The day Viktor met Bern, she was twenty-two, climbing up the stairs of a Spanish hotel just after witnessing her first battle. Her face was pink, her eyes sparked angrily. She was trembling, and shook his hand hard to introduce herself, then said, Damn! I mean, damn! and went into her room and tapped at her typewriter for an hour, until she came out to the veranda, where he was waiting for her and pretending not to. She thrust a piece of paper into his hands and demanded to know if it was good, because, you see, she was determined to be a war reporter, and she’d heard he was a good one. The man she came to Spain with, a lover, wasn’t worth his weight in pig poo, she’d said, and she had to learn from someone . Viktor read the article, and said it was a job well done, B. Orton: but what does B. stand for? And she said in her French horn of a voice, Ah, well, it means Bernice but it also means that if I can fool Collier’s into thinking I’m a man, I’m a war reporter for good, and don’t you forget it. And Viktor said, To be sure. And she said he better goddamn not because they were going to be buddies, watch out.

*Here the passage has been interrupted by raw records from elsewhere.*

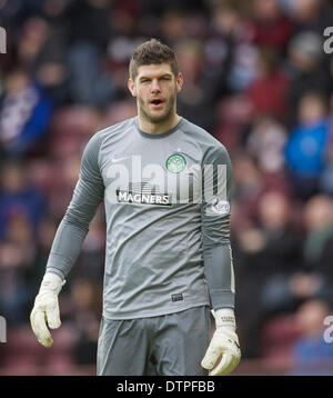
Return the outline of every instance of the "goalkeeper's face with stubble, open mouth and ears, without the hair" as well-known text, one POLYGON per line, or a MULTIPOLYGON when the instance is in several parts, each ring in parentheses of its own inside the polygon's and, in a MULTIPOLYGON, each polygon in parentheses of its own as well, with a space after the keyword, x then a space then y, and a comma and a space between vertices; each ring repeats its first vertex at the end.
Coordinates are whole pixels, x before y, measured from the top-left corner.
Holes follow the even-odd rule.
POLYGON ((129 89, 137 97, 140 117, 153 123, 169 119, 175 113, 182 82, 182 74, 174 77, 169 63, 139 67, 135 81, 129 80, 129 89))

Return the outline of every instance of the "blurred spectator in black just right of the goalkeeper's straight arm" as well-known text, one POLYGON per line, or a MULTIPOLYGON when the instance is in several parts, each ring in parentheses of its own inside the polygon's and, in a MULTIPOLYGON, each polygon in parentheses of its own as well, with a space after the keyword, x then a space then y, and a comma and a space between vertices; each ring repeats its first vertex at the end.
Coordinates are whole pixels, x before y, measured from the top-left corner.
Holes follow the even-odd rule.
POLYGON ((285 285, 301 262, 302 239, 293 222, 292 202, 283 193, 270 191, 260 197, 258 213, 258 223, 236 235, 234 256, 238 279, 246 280, 238 295, 245 347, 255 347, 269 317, 294 309, 284 301, 285 285))

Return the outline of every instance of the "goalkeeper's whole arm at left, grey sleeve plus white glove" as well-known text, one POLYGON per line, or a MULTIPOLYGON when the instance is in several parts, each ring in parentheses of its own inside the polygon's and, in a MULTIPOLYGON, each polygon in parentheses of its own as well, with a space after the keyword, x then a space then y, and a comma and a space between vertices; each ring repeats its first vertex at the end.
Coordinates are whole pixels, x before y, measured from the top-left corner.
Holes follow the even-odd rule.
POLYGON ((99 168, 100 145, 101 137, 95 135, 84 149, 79 180, 57 230, 47 271, 30 315, 31 328, 44 347, 51 347, 53 344, 48 327, 57 329, 61 325, 58 295, 81 251, 89 225, 103 200, 104 185, 99 168))

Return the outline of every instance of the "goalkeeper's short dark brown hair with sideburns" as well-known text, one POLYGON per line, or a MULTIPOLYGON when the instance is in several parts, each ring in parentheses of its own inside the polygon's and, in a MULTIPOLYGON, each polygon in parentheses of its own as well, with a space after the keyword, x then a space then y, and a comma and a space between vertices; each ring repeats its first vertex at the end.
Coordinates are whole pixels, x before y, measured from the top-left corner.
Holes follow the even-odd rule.
POLYGON ((140 44, 130 61, 129 73, 132 80, 138 76, 138 68, 142 64, 170 63, 173 74, 179 73, 179 64, 174 52, 170 47, 157 39, 151 39, 140 44))

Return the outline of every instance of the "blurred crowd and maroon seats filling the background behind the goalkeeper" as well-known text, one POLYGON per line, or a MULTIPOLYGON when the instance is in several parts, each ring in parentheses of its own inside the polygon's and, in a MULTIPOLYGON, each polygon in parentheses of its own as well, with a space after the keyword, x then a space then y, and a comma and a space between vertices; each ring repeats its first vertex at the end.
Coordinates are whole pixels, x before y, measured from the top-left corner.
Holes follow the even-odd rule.
POLYGON ((80 158, 133 117, 134 48, 155 37, 184 73, 178 111, 229 150, 243 358, 234 375, 332 375, 333 58, 324 0, 0 0, 0 375, 94 375, 105 220, 60 295, 47 350, 29 315, 80 158))

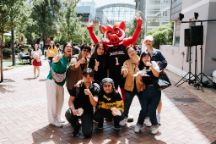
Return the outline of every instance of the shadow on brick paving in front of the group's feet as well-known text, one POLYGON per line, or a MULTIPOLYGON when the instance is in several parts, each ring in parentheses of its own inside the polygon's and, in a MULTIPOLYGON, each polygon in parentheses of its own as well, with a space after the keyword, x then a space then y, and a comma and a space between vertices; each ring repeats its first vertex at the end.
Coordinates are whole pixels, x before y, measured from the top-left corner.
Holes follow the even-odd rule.
POLYGON ((166 144, 163 141, 156 140, 153 135, 148 132, 135 134, 133 127, 122 128, 120 132, 113 130, 111 125, 105 125, 103 131, 94 130, 92 138, 85 139, 82 136, 73 137, 73 129, 69 124, 63 128, 56 128, 54 126, 45 126, 32 133, 33 143, 55 143, 55 144, 143 144, 155 143, 166 144))

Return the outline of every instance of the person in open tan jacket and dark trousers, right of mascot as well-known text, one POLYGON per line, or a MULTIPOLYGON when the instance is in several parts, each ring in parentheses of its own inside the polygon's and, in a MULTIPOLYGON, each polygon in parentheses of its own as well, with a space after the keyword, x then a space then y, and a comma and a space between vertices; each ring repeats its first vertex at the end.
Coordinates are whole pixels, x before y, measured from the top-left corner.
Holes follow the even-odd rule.
POLYGON ((141 101, 141 93, 144 90, 144 84, 142 83, 141 77, 137 75, 139 72, 138 63, 140 58, 133 46, 128 47, 127 54, 129 59, 124 62, 121 69, 121 73, 125 78, 124 119, 120 122, 121 126, 124 126, 128 121, 128 113, 134 96, 137 95, 139 101, 141 101))

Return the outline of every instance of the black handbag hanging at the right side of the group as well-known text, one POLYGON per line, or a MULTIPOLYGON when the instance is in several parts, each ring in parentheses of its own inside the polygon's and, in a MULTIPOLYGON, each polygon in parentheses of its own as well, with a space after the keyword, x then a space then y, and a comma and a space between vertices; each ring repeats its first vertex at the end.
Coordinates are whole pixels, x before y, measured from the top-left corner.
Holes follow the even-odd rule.
POLYGON ((157 86, 161 90, 166 89, 169 86, 171 86, 171 82, 169 80, 169 77, 167 76, 167 74, 164 71, 162 71, 159 75, 157 86))

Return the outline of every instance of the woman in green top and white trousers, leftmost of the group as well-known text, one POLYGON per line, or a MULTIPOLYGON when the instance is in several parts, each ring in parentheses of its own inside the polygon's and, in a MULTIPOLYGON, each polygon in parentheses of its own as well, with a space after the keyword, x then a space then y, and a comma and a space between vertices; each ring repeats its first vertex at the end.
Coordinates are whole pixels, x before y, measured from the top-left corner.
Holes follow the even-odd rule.
POLYGON ((72 45, 66 43, 63 48, 63 55, 56 56, 51 64, 47 76, 47 108, 48 121, 56 127, 62 127, 61 111, 64 103, 64 88, 66 71, 72 56, 72 45))

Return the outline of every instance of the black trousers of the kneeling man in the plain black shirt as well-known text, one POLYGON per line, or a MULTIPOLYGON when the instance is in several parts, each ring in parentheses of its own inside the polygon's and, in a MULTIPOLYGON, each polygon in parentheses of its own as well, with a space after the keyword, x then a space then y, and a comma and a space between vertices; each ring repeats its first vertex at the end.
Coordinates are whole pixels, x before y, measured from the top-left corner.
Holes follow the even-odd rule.
POLYGON ((93 130, 93 112, 85 112, 82 116, 78 117, 73 115, 70 109, 65 113, 65 117, 71 126, 75 129, 79 127, 79 119, 81 119, 82 133, 85 137, 90 137, 93 130))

But they didn’t become buddies yet: he went off to a different section of the front and when they met up again, it was in a hotel right after Guernica and Viktor was having an awful time of it. He kept seeing flashes of things he tried to shunt away. Late at night he wept in the water closet, unable to stop himself; he tried to stuff his shirt in his mouth to muffle the sound, but couldn’t. For fifteen minutes, there were two dark shadows in the crack under the door, Bern’s feet, Bern’s head on the door, listening. When she came in and took off her blouse and hitched down her trousers and smiled up at him, he couldn’t think to say no.

Afterward, he kissed the delicate slice of her chin under her ear and asked her to marry him. And she laughed roughly, gave him a tweak of the ear, and said, Oh, well, Viktor, dear, now you’ve made a terrible mistake, and vanished down the dark hallway. And so, to Bern, it had been a mistake; it hadn’t happened again. Instead, he’d watched time and again as she disappeared down other hallways with Parnell. And he had to swallow it because she was who she was, a woman so removed from the women of his youth as to be a whole new gender. In her every small movement she was the woman of the future, a type that would swagger and curse, fall headlong, flaming into the hell of war, be as brave and tough as men, take the overflowing diarrhea of nervous frontline troops without grimacing, speak loudly and devastatingly, kick brain matter off their shoes and go unhurriedly on. When he looked at Bern, Viktor saw the future, and it was lovely and clean and as equal as things between men and women, between prole and patrician, could be. And he also saw that any impulse to pin her down would only make her flitter away. Some days he hated her.